Penny's Story

A cute little drummer living her dream.

364

364 days, that is…

I’m kind of not sure I even want to mention this, since the actual day has become identified in court papers as the date “on or about which” my marriage suffered its irrevocable breakdown, but I guess I should at least point it out. (please, no one say “happy birthday” – I only have one, and it’s in March)

So, um, yeah, tomorrow, September 5th is my one -year anniversary of living as myself.

Wow.

Like most human experiences, part of me feels like it was only yesterday that I set out on my new path, but on the other hand I can barely remember the life before.

I remember being so scared leading up till the day last year (it’s ironic that the one negative thing that I was the least scared of happening was the one negative thing that did happen – hmm, so much for predictability).
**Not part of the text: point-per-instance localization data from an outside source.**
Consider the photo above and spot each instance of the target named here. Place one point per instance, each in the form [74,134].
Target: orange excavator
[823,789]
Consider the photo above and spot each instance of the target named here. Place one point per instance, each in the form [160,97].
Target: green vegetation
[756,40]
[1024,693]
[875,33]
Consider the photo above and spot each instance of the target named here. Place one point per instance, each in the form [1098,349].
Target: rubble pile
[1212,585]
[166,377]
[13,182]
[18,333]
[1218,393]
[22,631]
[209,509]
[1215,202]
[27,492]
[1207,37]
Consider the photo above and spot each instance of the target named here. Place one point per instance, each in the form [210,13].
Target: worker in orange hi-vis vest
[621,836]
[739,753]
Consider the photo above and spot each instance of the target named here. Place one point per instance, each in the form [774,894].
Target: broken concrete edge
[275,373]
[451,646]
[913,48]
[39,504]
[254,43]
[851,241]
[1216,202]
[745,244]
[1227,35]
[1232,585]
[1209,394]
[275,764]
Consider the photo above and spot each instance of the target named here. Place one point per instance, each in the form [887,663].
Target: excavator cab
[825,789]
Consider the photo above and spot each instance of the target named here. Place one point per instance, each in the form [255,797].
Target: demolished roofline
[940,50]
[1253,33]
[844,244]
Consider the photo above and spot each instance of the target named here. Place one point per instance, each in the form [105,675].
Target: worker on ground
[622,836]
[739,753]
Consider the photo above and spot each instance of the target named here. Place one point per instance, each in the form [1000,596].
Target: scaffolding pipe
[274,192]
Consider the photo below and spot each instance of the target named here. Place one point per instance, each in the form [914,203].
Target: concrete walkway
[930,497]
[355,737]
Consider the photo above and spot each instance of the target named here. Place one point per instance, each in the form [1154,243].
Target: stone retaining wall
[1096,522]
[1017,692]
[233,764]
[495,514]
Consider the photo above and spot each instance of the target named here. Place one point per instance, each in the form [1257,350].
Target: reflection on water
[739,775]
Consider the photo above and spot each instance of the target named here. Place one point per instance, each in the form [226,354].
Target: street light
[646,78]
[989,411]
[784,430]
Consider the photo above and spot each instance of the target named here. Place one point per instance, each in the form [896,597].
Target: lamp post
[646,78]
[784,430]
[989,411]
It took months before I realized that no one was going to show up and kick my ass, or make fun of me, or kick me out of public restrooms. Now it seems so silly to have been afraid of anything at all. I believe the word is “normalcy.” My life is more normal now than it had ever been in my entire time on the planet previously.

I had no idea it would be this way. Everything has gotten better. I am happier and healthier, and it looks like I’m only going to continue moving in that direction.

Yet I don’t really feel celebratory. It’s just kind of matter-of-fact. It is what it is. It’s a year since I finally opened my eyes with the proper perspective, but the day itself feels like nothing at all special.

Weird.

And so, tomorrow begins day 1 of year 2. It is pretty cool, even if I don’t want to celebrate.